The statement is divisive, rabble-rousing and because it seeks to pit a section of Nigeria against another, the implication of its content is dangerous to the polity. How can anyone reasonably think like Asari-Dokubo? Does he even understand that Nigeria is a democracy and a country of federating units? What could be more dishonest and self-serving than the argument that the resources of the Niger Delta belonged only to the Niger Delta people? Did it ever occur to Asari-Dokubo that such a view could also offend other sensibilities such as ethnic and geopolitical balancing? This is not the kind of divisive position any ethnic group should want to identify with particularly at this time when the nation is trying to rise above tribal and political cleavages accentuated in particular by bigotry and fundamentalism.

This is not the first time Asari-Dokubo has made such inflammatory utterances. Earlier this year, he threatened that the current peace in the Niger Delta cannot be guaranteed unless President Goodluck Jonathan gets a second term come 2015. “There will be no peace, not only in the Niger Delta, but everywhere if Goodluck Jonathan is not president again by 2015 … (because) Jonathan has an uninterrupted eight years of two terms to be president according to the Nigerian Constitution” he said, obviously ignorant of Section 135(2) of the constitution which allows a presidential term of only four years and does not guarantee an incumbent an automatic second term.

If Asari-Dokubo’s statement was rife with xenophobia couched in intemperate language, the presidency has out-done him in villainy. The response form the presidency to Asari-Dokubo’s irresponsible threats, has been a deafening silence that is deplorable. The public is being made to assume that Asari-Dokubo is speaking the mind of the president, because if Jonathan is in any way uncomfortable with, and finds Asari-Dokubo’s statement unacceptable, it is taking too long to make this known. It is said that the essence of an objection is its timing and whatever objection emanates now from Aso Rock can only be an afterthought. It is regrettable that the President continues to allow himself, wittingly or unwittingly, to be advertised by a section of the country for its narrow interest. This is not what Nigerians voted for. The president must at all times aspire to statesmanship, and protect the federation from cant and chicanery in pursuance of sectional interests. Jonathan has a duty to rein in Asari-Dokubo and others like him from heating the polity and holding him out as anything other than the President of Nigeria.
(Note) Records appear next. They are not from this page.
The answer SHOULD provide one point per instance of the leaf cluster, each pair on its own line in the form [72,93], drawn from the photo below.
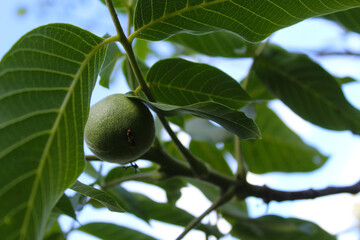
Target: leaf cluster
[48,76]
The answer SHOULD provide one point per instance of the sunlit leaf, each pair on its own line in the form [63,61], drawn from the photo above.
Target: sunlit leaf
[109,231]
[233,121]
[280,149]
[307,89]
[180,82]
[350,19]
[253,20]
[64,206]
[97,195]
[168,213]
[112,55]
[201,129]
[46,80]
[215,44]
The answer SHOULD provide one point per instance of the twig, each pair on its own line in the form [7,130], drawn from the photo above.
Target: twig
[345,53]
[218,203]
[268,194]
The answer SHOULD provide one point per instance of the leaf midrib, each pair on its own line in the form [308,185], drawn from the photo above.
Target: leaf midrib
[161,85]
[24,228]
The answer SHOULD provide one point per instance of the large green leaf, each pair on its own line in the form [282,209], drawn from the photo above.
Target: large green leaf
[168,213]
[307,89]
[109,231]
[64,206]
[98,195]
[215,44]
[113,53]
[252,19]
[234,121]
[180,82]
[350,19]
[46,81]
[201,129]
[277,228]
[280,149]
[211,155]
[234,209]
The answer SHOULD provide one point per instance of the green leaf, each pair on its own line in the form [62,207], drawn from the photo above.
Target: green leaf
[113,53]
[90,170]
[201,129]
[256,89]
[215,44]
[180,82]
[109,231]
[252,20]
[211,155]
[46,81]
[98,195]
[235,209]
[349,19]
[64,206]
[118,4]
[234,121]
[142,49]
[345,80]
[280,149]
[278,228]
[168,213]
[55,232]
[130,75]
[307,89]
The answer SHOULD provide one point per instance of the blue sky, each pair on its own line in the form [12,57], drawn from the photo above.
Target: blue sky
[334,213]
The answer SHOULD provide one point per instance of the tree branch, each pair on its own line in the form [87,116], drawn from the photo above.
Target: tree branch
[268,194]
[345,53]
[218,203]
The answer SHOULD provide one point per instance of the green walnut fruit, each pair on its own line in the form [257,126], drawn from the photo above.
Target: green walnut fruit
[119,129]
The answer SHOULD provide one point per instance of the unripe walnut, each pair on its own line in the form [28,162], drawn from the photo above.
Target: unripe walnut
[119,129]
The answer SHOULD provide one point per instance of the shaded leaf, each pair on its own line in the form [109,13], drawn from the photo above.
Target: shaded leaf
[256,89]
[109,231]
[280,149]
[307,89]
[211,155]
[215,44]
[252,20]
[232,210]
[168,213]
[234,121]
[98,195]
[277,228]
[112,55]
[64,206]
[180,82]
[46,80]
[349,19]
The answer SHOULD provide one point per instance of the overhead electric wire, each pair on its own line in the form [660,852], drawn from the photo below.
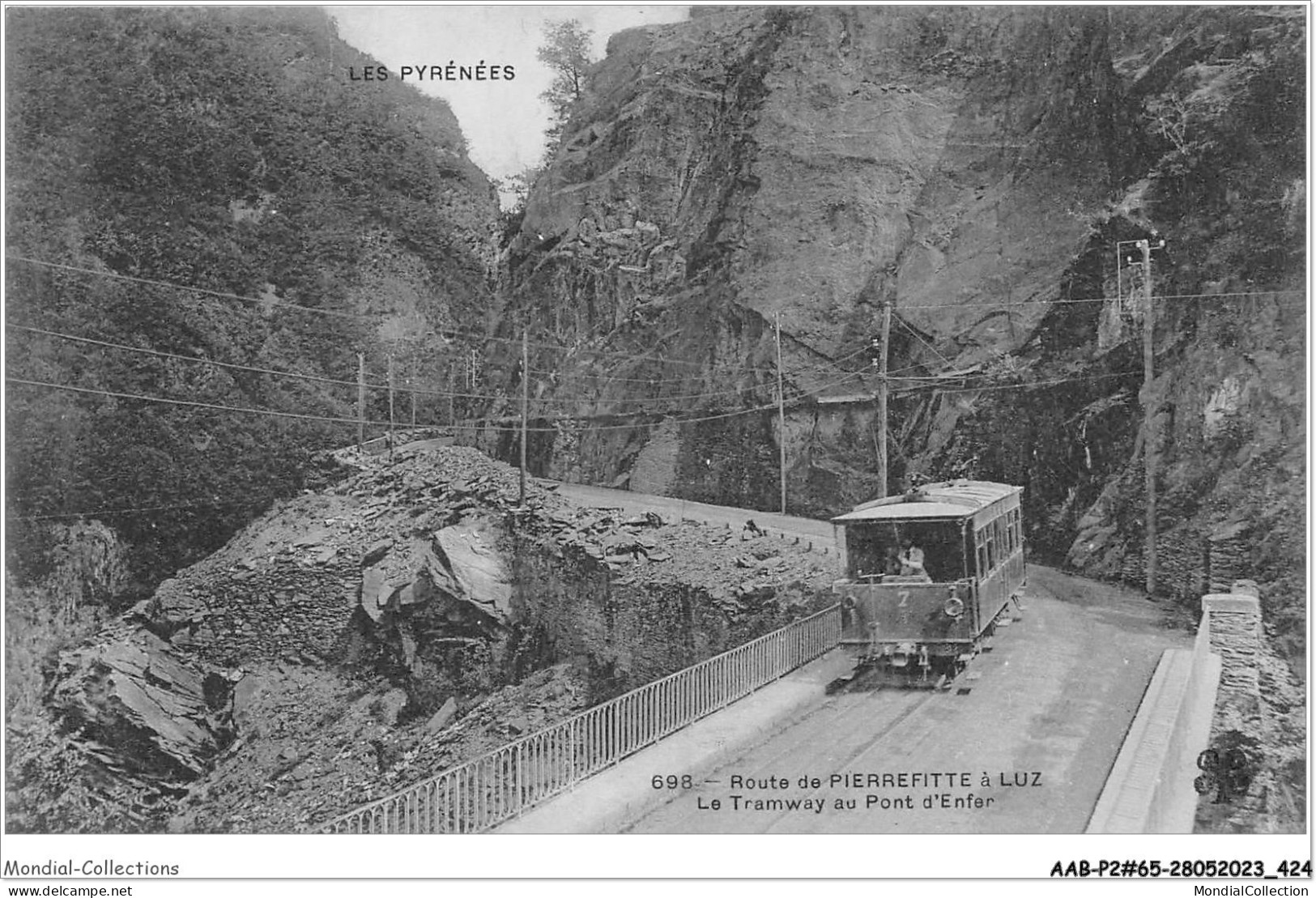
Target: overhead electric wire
[307,309]
[417,391]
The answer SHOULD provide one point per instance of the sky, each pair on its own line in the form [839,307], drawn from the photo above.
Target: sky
[503,120]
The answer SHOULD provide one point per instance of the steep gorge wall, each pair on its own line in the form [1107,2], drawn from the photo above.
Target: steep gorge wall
[808,164]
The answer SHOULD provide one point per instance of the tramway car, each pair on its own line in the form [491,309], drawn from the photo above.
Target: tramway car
[926,574]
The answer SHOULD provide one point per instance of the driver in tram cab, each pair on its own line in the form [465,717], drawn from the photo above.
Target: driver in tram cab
[911,561]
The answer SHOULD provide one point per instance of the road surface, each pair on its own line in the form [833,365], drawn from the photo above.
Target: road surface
[1025,751]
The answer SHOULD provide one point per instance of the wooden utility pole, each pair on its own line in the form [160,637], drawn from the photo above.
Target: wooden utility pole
[526,402]
[781,411]
[884,348]
[391,407]
[1149,412]
[361,401]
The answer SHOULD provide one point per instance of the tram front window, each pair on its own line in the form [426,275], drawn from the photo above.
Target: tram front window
[909,549]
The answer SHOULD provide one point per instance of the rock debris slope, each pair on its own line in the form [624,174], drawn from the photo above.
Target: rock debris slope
[403,620]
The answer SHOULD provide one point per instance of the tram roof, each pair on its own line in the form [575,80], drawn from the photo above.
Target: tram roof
[949,500]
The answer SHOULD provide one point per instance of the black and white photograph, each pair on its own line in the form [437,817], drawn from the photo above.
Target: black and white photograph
[637,420]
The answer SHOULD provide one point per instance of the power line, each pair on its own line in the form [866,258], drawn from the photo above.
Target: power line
[905,326]
[219,294]
[1111,299]
[307,309]
[417,391]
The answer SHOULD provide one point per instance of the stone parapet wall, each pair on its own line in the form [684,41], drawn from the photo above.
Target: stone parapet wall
[1235,635]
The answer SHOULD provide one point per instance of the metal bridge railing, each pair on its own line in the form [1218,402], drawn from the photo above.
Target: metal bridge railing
[507,781]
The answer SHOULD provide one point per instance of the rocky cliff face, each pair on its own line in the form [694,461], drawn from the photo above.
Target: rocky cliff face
[974,168]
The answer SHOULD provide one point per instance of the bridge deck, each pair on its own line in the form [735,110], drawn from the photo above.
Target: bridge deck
[1044,721]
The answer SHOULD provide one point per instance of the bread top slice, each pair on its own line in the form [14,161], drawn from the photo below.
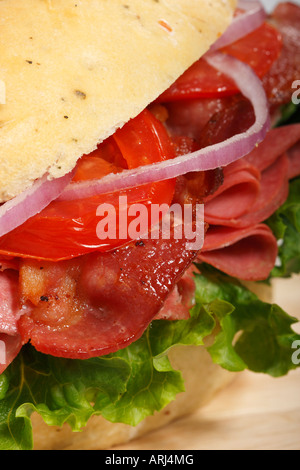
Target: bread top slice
[76,70]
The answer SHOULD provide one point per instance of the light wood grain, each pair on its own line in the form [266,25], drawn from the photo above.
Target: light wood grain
[255,412]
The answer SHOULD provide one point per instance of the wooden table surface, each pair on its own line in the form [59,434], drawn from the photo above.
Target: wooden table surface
[255,412]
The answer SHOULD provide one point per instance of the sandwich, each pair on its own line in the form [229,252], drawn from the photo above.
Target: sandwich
[117,314]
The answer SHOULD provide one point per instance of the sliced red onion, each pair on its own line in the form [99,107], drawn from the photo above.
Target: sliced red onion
[2,353]
[243,24]
[205,159]
[32,201]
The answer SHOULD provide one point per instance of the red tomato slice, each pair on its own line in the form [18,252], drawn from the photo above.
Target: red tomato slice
[66,229]
[258,49]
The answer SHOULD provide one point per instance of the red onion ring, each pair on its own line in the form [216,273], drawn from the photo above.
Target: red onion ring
[242,25]
[32,201]
[205,159]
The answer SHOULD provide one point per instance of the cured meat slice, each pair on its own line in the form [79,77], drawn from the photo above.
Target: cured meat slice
[278,81]
[10,347]
[277,142]
[10,340]
[100,303]
[239,191]
[181,299]
[247,254]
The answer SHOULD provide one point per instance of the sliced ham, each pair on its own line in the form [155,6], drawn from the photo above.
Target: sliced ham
[252,190]
[277,142]
[247,254]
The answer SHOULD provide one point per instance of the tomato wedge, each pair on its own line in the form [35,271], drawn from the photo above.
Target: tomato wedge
[67,229]
[258,49]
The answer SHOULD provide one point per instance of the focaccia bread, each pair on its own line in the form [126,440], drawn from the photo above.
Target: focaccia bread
[76,70]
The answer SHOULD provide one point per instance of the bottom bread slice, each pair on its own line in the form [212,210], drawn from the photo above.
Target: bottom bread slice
[203,380]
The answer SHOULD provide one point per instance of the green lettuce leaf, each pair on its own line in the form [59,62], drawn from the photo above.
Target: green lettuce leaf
[136,381]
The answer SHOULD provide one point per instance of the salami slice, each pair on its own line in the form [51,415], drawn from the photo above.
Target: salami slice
[10,339]
[101,303]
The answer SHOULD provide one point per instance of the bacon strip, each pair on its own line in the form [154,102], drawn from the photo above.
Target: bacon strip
[100,303]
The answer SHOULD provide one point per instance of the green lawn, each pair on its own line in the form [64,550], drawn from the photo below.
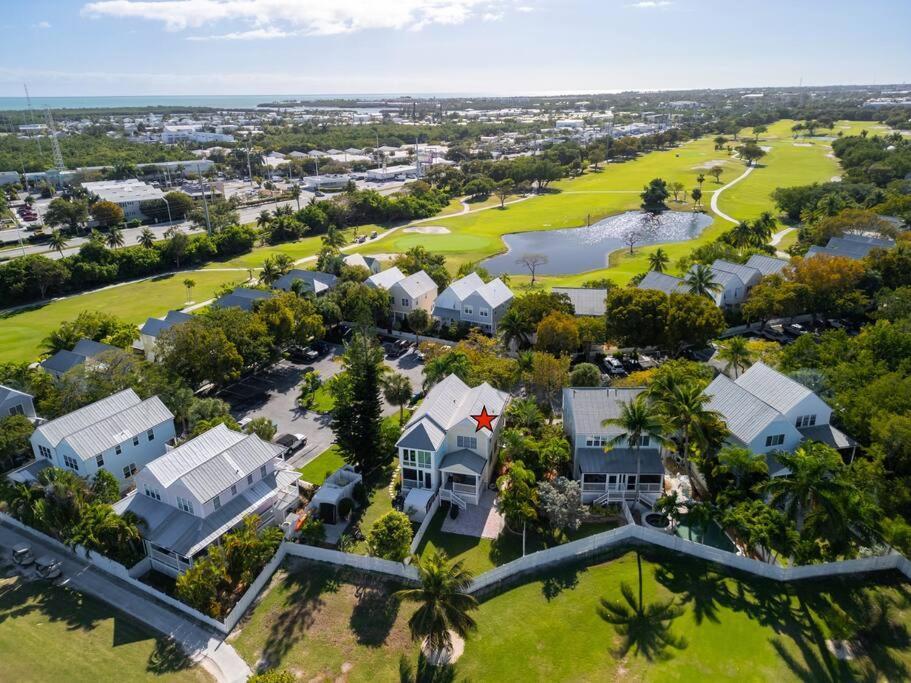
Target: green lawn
[316,623]
[21,332]
[322,466]
[49,633]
Asari-Dokubo must be told in whatever language he understands that Nigeria is bigger than any of its parts and any individual. So, let no one or group say, or even think that the country will implode unless a particular course of action suitable only to it or him is adopted. That Nigeria, in the estimation of many, has reverted to tragic levels of political kleptocracy and fraud, feeding political polarization, ethnic resentment, citizen alienation, and an increasingly virulent Islamic terrorist movement in the North, is hardly contestable. But the fact is that, there is nothing wrong with Nigeria that cannot be corrected by what is right with Nigeria. All Nigerians must therefore identify those things that are right, emphasize them and use them as tools for nation-building. This is a most auspicious time to identify those values that define our Nigerianness, hence there is no better time than now to rediscover those binding ethos of the nation and why it profits all of us to be Nigerians.